Re: [PATCH v3 2/5] mm/hugetlb: take page table lock in follow_huge_pmd()

From: Naoya Horiguchi <n-horiguchi@ah.jp.nec.com>
To: Hugh Dickins <hughd@google.com>
Cc: Andrew Morton <akpm@linux-foundation.org>,
	David Rientjes <rientjes@google.com>,
	linux-mm@kvack.org, linux-kernel@vger.kernel.org,
	Naoya Horiguchi <nao.horiguchi@gmail.com>,
	stable@vger.kernel.org
Subject: Re: [PATCH v3 2/5] mm/hugetlb: take page table lock in follow_huge_pmd()
Date: Tue, 7 Oct 2014 12:56:45 -0400	[thread overview]
Message-ID: <20141007165645.GA24093@nhori.bos.redhat.com> (raw)
In-Reply-To: <alpine.LSU.2.11.1409292041540.4640@eggly.anvils>

Hi Hugh,

Sorry for the delayed response, I was off for vacation.

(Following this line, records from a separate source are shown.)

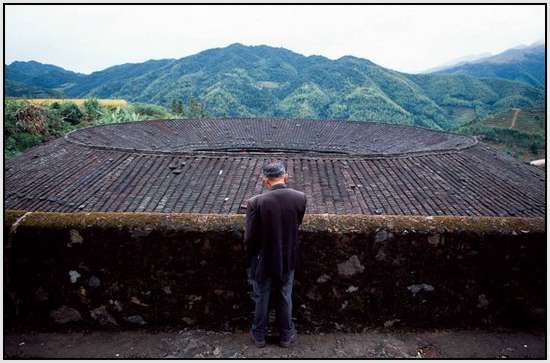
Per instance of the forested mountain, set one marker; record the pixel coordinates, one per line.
(525, 64)
(243, 80)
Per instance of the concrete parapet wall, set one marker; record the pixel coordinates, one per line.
(355, 271)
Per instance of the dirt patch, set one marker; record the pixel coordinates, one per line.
(208, 344)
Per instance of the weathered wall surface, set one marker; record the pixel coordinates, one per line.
(131, 269)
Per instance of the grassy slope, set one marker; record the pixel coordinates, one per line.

On Mon, Sep 29, 2014 at 09:32:20PM -0700, Hugh Dickins wrote:
> On Mon, 15 Sep 2014, Naoya Horiguchi wrote:
> > We have a race condition between move_pages() and freeing hugepages,
> 
> I've been looking through these 5 today, and they're much better now,
> thank you.  But a new concern below, and a minor correction to 3/5.
> 
> > --- mmotm-2014-09-09-14-42.orig/mm/gup.c
> > +++ mmotm-2014-09-09-14-42/mm/gup.c
> > @@ -162,33 +162,16 @@ struct page *follow_page_mask(struct vm_area_struct *vma,
> >  
> >  	pmd = pmd_offset(pud, address);
> >  	if (pmd_none(*pmd))
> >  		return no_page_table(vma, flags);
> > -	if (pmd_huge(*pmd) && vma->vm_flags & VM_HUGETLB) {
> > -		page = follow_huge_pmd(mm, address, pmd, flags & FOLL_WRITE);
> > -		if (flags & FOLL_GET) {
> > -			/*
> > -			 * Refcount on tail pages are not well-defined and
> > -			 * shouldn't be taken. The caller should handle a NULL
> > -			 * return when trying to follow tail pages.
> > -			 */
> > -			if (PageHead(page))
> > -				get_page(page);
> > -			else
> > -				page = NULL;
> > -		}
> > -		return page;
> > -	}
> > +	if (pmd_huge(*pmd) && vma->vm_flags & VM_HUGETLB)
> > +		return follow_huge_pmd(mm, address, pmd, flags);
> 
> This code here allows for pmd_none() and pmd_huge(), and for pmd_numa()
> and pmd_trans_huge() below; but makes no explicit allowance for !present
> migration and hwpoison entries.
> 
> Is it assumed that the pmd_bad() test in follow_page_pte() will catch
> those?

Yes, it is now.

> But what of races?

The current patch is still racy when hugepage migrations from different
reasons (hotremove and mbind, for example) happen concurrently.
We need a fix.

> migration entries are highly volatile.  And
> is it assumed that a migration entry cannot pass the pmd_huge() test?

Yes, _PAGE_PSE bit is always clear for migration/hwpoison entry, so they
can never pass pmd_huge() test for now.

> That may be true of x86 today, I'm not certain; but if the soft-dirty
> people catch up with the hugetlb-migration people, that might change
> (they #define _PAGE_SWP_SOFT_DIRTY _PAGE_PSE).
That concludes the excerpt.